On June 1, Illinois LGBT couples will be able to apply for a marriage license, get married the following day, and enjoy all the benefits and legal obligations that married spouses have enjoyed for years.
LGBT couples where someone has a terminable illness, however, can get married now with a supporting letter from their physician.
Although madly in love today, divorce lawyers know that love does not conquer all and that love can sour and turn to conflict. In the world of heterosexual marriage there is an established history of divorce terms, experience with breakup rights and duties that are different from the rules that LGBT couples have lived by.
Divorce clients know the trials and tribulations of a best friend's divorce, the property settlement they got, what their lawyer could or could not do for them and their responsibilities for payment of maintenance and child support. Unfortunately, these rules are new to LGBT couples planning marriage. They are important and everyone who plans to "tie the knot" should be aware of them.
Whatever you thought was your sole property before marriage changes.
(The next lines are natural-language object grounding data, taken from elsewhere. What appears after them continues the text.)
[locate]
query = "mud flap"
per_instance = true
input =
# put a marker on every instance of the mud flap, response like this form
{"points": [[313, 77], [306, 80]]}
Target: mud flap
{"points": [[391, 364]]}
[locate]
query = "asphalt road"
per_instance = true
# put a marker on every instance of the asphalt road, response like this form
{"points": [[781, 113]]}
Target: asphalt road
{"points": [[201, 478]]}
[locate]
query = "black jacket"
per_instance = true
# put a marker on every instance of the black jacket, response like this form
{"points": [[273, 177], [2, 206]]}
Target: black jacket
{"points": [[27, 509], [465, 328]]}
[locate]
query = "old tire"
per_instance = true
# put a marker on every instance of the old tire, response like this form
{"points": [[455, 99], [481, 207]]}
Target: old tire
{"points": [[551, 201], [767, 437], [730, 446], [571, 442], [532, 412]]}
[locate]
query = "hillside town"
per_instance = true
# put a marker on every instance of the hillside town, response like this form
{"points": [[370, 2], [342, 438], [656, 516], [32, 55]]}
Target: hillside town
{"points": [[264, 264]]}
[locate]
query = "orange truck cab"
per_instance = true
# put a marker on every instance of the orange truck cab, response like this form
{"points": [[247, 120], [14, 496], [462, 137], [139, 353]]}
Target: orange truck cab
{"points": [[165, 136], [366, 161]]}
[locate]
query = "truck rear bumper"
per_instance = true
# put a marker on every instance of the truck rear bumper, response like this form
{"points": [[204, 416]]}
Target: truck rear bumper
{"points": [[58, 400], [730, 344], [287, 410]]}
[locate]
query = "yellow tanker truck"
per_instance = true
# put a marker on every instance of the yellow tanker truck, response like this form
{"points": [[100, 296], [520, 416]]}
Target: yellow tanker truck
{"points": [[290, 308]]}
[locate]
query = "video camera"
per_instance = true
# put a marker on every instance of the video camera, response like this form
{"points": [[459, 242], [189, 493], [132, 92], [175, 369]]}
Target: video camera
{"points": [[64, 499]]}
When married, spouses have rights as to the martial property of the couple. Marital property is any property acquired by the parties during their marriage except for property which is specifically excluded as non-martial property. The burden is on the party claiming non-marital property to prove it.
If you get married, and split from your spouse, you may have to pay for maintenance. The amount and duration of maintenance is determined based upon relevant factors including age, income and property of each party, education, length of the marriage, whether the recipient's ability to earn income has been impaired due to absence from the workforce to attend to domestic duties, and lifestyle of the parties.
If you divorce, you may have to pay attorneys' fees for yourself and you may have to pay the legal fees of your spouse. The law says that attorney's fees are the primary responsibility of the party incurring fees. However, if your spouse does not have any money, you may be required to pay his/her fees. Contribution of attorneys' fees from one party to the other is available where the payment of attorneys' fees would undermine a partner's economic stability.
Illinois is an equitable distribution state which means property is not necessarily divided 50/50there is no guarantee that either spouse will get half. The Court considers relevant factors in determining how assets are to be divided, such as length of the marriage, age, health and employability of the spouses, contribution, both financial and non-financial, to the acquisition of property, the parties' respective abilities to generate capital assets in the future and other factors.
And if you die, your spouse has legal rights to certain retirement accounts you have regardless of who you named as the beneficiary.
Instead of letting a judge decide these issues in case you divorce, you should have a premarital agreement to establish your own financial agreements. Premarital agreements clarify the rights and expectations in the marriage and can reduce the expenses and stress in a divorce by eliminating the issues to be determined.
Premarital agreements must be in writing and signed by both parties. They must be entered into freely and voluntarily. And they require fair and reasonable financial disclosures. They also require each spouse to have their own attorney represent them and be signed well before the marriage so no claim can be made that the Agreement was forced onto one of the spouses.
I have always advocated for all parties in an LGBT couple to create their own property agreements and decide what issues should be covered. Doing that before marriage is the time.